竹林の七賢人とか、人里はなれたところで思索にふける、なんてパターンが昔からありまして、現在でも、象牙の塔、とか、まあ、世間と一線を画すというのが知的活動の一つのあり方。

もちろんこれは間違ってはいない。雑音、考え事の邪魔になりますからね。でもこれが、社会と思想の関わりの基本になってしまうと、何のための思索か、ということになる。

前にもちょっと書きましたけど、ポストモダンの思想家、斜に社会を見る傾向が強い。世界は混乱に向かうというようなことを、ワインを傾けながら語り合う、そりゃあ、うらやましい生活かもしれないけど、それどこじゃないのが現実。ネットを取り巻く現在の状況、人間関係のあり方、相当に危機的状況なんですね。

正月で多少時間がありましたので、レヴィ・ストロースの悲しき熱帯を読み返しています。よく読むと、アジア、アフリカ、ラテンアメリカの、いわゆる後進地帯、昔は小規模な農業に基づく豊かな生活があったのですね。

で、先進国が出てきて、植民地化したところで、一気に貧しくなっちゃった。

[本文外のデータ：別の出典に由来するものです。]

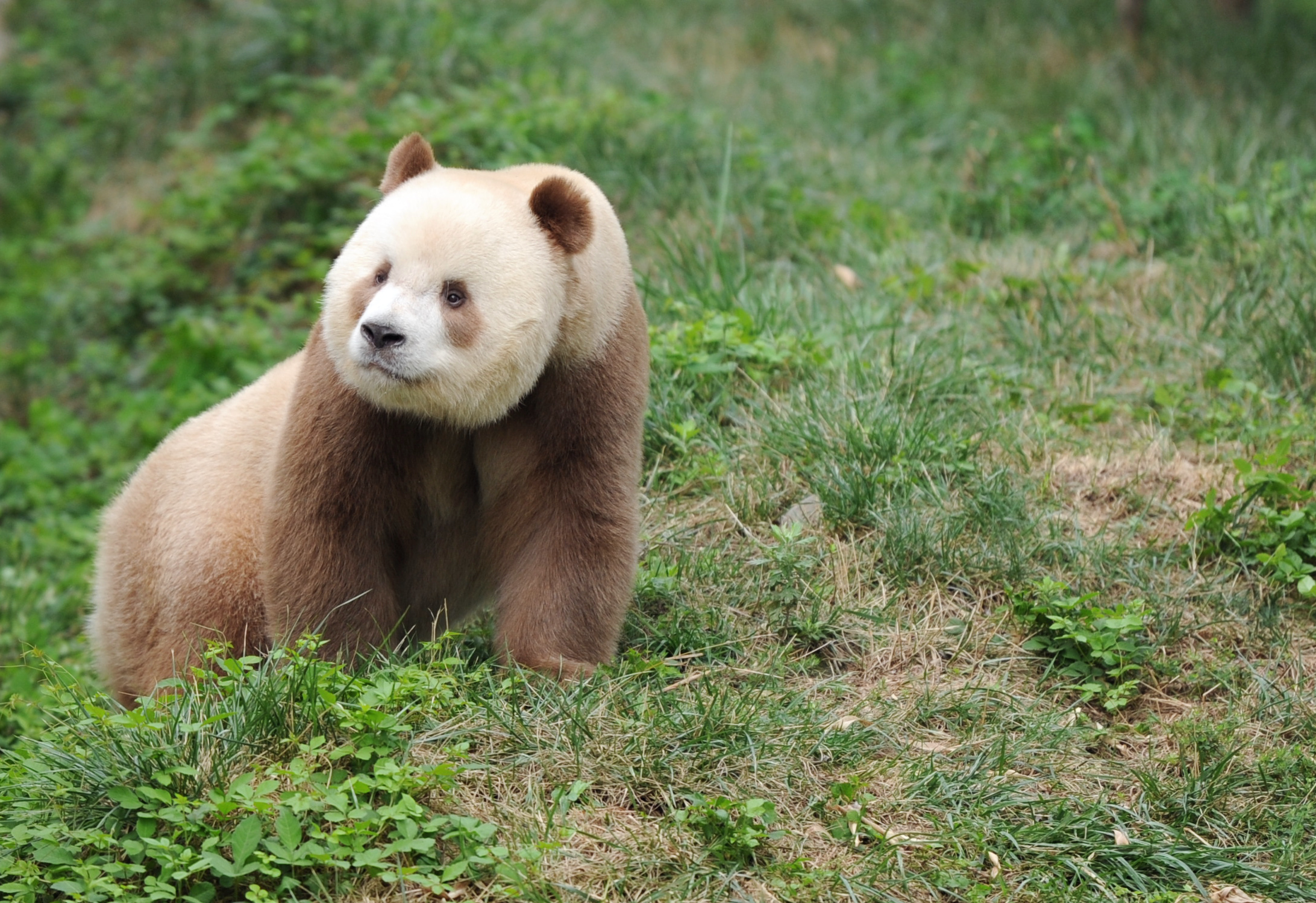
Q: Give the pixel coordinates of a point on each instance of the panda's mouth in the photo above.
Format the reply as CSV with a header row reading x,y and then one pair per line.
x,y
389,368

農業を支える環境が破壊され、都市化、スラム化が進み、貧しい人々を奴隷状態にする収奪が始まってしまった。インディオを絶滅させた天然痘も、入植者が意図的に流行らせたらしい。

ありゃりゃ、コレって、他人事じゃないかもしれない、、、ネット、確かに便利になったけど、その一方ではスラムもあればウイルスもある。自分の道具を自分で作れるような、独立した人たち、随分と少なくなりました。少なくとも、ネットが始まった頃は、ほとんどのヒトがそれ、できたのですね。

ネットの世界、「インターネットアボリジニ」という言葉を私の論文に引用しました。今日のインターネットを築いた人たち、言ってみれば計算機オタク、技術に詳しい、自給自足のできる人たちだったのですね。でも、このフィールド、お金が儲かりそうと、どっと押し寄せた企業家たち、その作戦が見事成功して、だんだん技術の見えない世界になってきたのですね。

もちろん、素人でも使える技術、というのは良いのですが、仕掛けが見えなくなる、囲い込みが進む、コレは問題。素朴な農業で生活していた原住民、大規模なプランテーションに追われてしまうのですね。

ヒトと自然の関わりも、かつては仕掛けが見えていました。ニュートン物理学やユークリッド幾何学、ちょっと勉強すれば理解できる。でも、相対性理論に量子力学、リーマン幾何学、どれほどのヒトが理解しているでしょうか。

現代の知性、専門家を信用するしかない、下手をすれば奴隷状態に置かれてしまう。ネットの世界も、だんだんとわかりにくい世界になってきているのですね。少なくとも技術的には、企業に握られつつあるのですね。

一方、その場での人々の関係、コレには、企業は腰が引けている。だけど、この部分で、大きな問題が起こっているのですね。

今のネット、子供が子供を殺す原因となり、集団自殺を募る場ともなっている。怪しげなメッセージが飛び交い、人迷惑な広告(しかも怪しげな)で満ち溢れている。

そんな世紀末の混乱した状況、横目に微笑む知性であってはならないと思うのですね。知性も時には牙を剥く、そんなあり方を志向したいと、(はた迷惑かもしれないが)ま、そんなことを、おとそ片手につらつらと、年の初めに考えたりしているのでした。